In the modern healthcare landscape, revenue cycle management remains elusive, as new rules and reforms have caused the sector to develop and left many hospitals trying to maintain revenue in a value-based care reimbursement model.
Today’s digital platforms may help providers, payers, and consumers connect and engage more efficiently, resulting in a more long-lasting hospital revenue cycle management plan. Revenue cycle managers should concentrate on a few key areas to ensure that their medical facility’s reimbursement is optimum. Here we will discuss how to optimize performance.
- Reduce Denials
Claim denials cost each healthcare provider an average of $5 million per year in the revenue cycle process. Using an analytics tool to integrate data from many sources to determine the causes of denials, organizations can recoup part of this expense. Health systems can use this information to develop denial prevention programs and procedures, as well as procedures for recovering denials.

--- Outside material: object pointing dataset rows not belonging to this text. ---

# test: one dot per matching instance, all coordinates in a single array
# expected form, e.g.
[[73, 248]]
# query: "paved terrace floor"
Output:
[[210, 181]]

- Increase Collections with Propensity-to-Pay Insight
Self-pay accounts are currently the leading source of bad debt for hospitals and health systems since patients are accountable for a growing portion of their healthcare spending. Bad debt costs the healthcare industry more than $55 billion each year. To avoid bad debt, health organizations need strategy-driven patient collection processes—in other words, a credible propensity-to-pay predictive model.
- Fix the incomplete and inaccurate clinical documentation
Clinical documentation has a tangible impact on the revenue cycle, making it more than just a necessary part of the healthcare system. Medical billing is influenced by DRG assignments and medical coding, which, if assigned incorrectly, can result in refused claims or improper reimbursements. It’s time to face the facts: how detailed is your physician’s documentation?
An effective CDI program requires close collaboration between CDI specialists (CDIS), medical coders, and physicians. The CDI specialist examines all clinical documentation and consults with physicians to identify potentially missed clinical indicators or documents lacking in specificity, which, if identified early, can result in more accurate medical coding, higher levels of care and Case Mix Index (CMI), better quality reporting, and appropriate reimbursement.
- Verify Benefits and Eligibility During Patient Visits
The verification of patient benefits and eligibility is an important stage in the billing process. While this procedure is time-consuming, a professional medical billing and credentialing service can assist in determining patients’ payment obligations and ensures that providers get paid. You can speed up the verification process by using technology that allows you to confirm benefits and eligibility before and during patient visits, before submitting a claim. Choose a revenue cycle management solution that links to all of your available payers and gives information on aspects like effective coverage dates, covered procedures, co-pays, and deductibles for a more comprehensive view of your patients’ benefits to get the most advantages.
- Online patient payment options
Patients can use online patient payment methods to make their payments quickly and easily. The patient is on the search for more options, such as online payment methods that allow them to pay quickly. It is critical to assist patients in gaining access to simple and quick payment solutions to improve the revenue cycle and keep it healthy.
Using innovative integrated payment systems improves the patient experience and retention while also increasing the revenue cycle for the company.